Arnold Palmer Chicken

Prep Time: 12 hrs

Cook Time: 30 min

Difficulty: Beginner

This marinated chicken is tribute to the sweetness of a Southern Summer with sweet tea, lemonade, and fresh lemons.

Ingredients

Serving Sizes

Marinade

  • 3 cup(s) Water
  • 6 each Sweet Tea Bag(s)
  • 1 cup(s) Frozen Lemonade Concentrate, thawed
  • 1 each Small Onion, sliced fine
  • 4 each Garlic Cloves, minced
  • 2 ounce(s) Rosemary, diced fine
  • 1 tablespoon(s) Red Pepper Flakes
  • 2 tablespoon(s) Ben's Heffer Dust
  • 2 cup(s) Ice

Chicken

  • 6 each Boneless Skinless Chicken Thighs
  • 1 tablespoon(s) Extra Virgin Olive Oil
  • 3 tablespoon(s) Chef John's Soul Powder
  • 2 each Lemons, sliced
  • 1 each Lemon(s), halved

Tools Needed

  • Medium Pot
  • Medium Sized Bowl
  • Gallon Zip Top Bag
  • Step 1: Bring 3 cups water in a medium sauce pan to a boil and add tea bags.

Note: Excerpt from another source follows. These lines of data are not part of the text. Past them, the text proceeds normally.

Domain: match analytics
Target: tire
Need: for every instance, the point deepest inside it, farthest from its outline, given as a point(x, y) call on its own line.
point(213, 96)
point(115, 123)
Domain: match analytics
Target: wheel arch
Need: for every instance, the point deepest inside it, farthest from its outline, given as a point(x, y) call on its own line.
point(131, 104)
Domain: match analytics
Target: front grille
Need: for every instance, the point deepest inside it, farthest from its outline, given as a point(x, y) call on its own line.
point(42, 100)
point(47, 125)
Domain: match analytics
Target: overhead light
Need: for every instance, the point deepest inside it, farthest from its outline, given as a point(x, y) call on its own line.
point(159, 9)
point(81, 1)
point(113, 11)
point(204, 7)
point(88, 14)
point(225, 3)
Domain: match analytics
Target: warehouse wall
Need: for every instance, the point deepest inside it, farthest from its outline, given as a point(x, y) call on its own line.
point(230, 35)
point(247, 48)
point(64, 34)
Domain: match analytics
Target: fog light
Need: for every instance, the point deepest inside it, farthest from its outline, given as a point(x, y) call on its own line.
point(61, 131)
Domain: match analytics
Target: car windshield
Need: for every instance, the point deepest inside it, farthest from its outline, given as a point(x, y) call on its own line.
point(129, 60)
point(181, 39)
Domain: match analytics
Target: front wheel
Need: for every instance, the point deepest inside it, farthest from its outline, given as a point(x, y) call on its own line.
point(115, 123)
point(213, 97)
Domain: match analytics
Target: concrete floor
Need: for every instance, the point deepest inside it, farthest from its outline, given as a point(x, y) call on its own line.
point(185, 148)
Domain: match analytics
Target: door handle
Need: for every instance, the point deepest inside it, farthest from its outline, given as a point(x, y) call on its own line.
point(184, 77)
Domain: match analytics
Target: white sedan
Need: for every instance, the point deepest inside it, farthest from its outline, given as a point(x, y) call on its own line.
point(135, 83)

Remove from heat and cover. Steep for about 10 minutes and squeeze and discard tea bags.
  • Step 2: Stir in lemonade, onion, garlic, rosemary, pepper, and Ben's Heffer Dust.
  • Step 3: Cool completely and stir in ice.
  • Step 4: Place tea and chicken in a gallon sized zip top bag and refrigerate 12 hours.
  • Step 5: Preheat recteq to 350°F.
  • Step 6: Remove chicken and pat dry.
  • Step 7: Brush chicken with Extra Virgin Olive Oil and season with Chef John's Soul Powder Rub.
  • Step 8: Place lemon slices on grates and place chicken on top. Add lemon halves to grates rind-side up.
  • Step 9: Cook for 15 minutes, remove lemon halves, and set aside.
  • Step 10: Flip chicken, discard lemon slices, and cook until an internal temp of 175°F is reached.
  • Step 11: Remove, plate, and squeeze lemon halves onto chicken.

Chef Pairings

We suggest you serve up this tender Arnold Palmer Chicken with a tomato salad and Southern Style Mac & Cheese.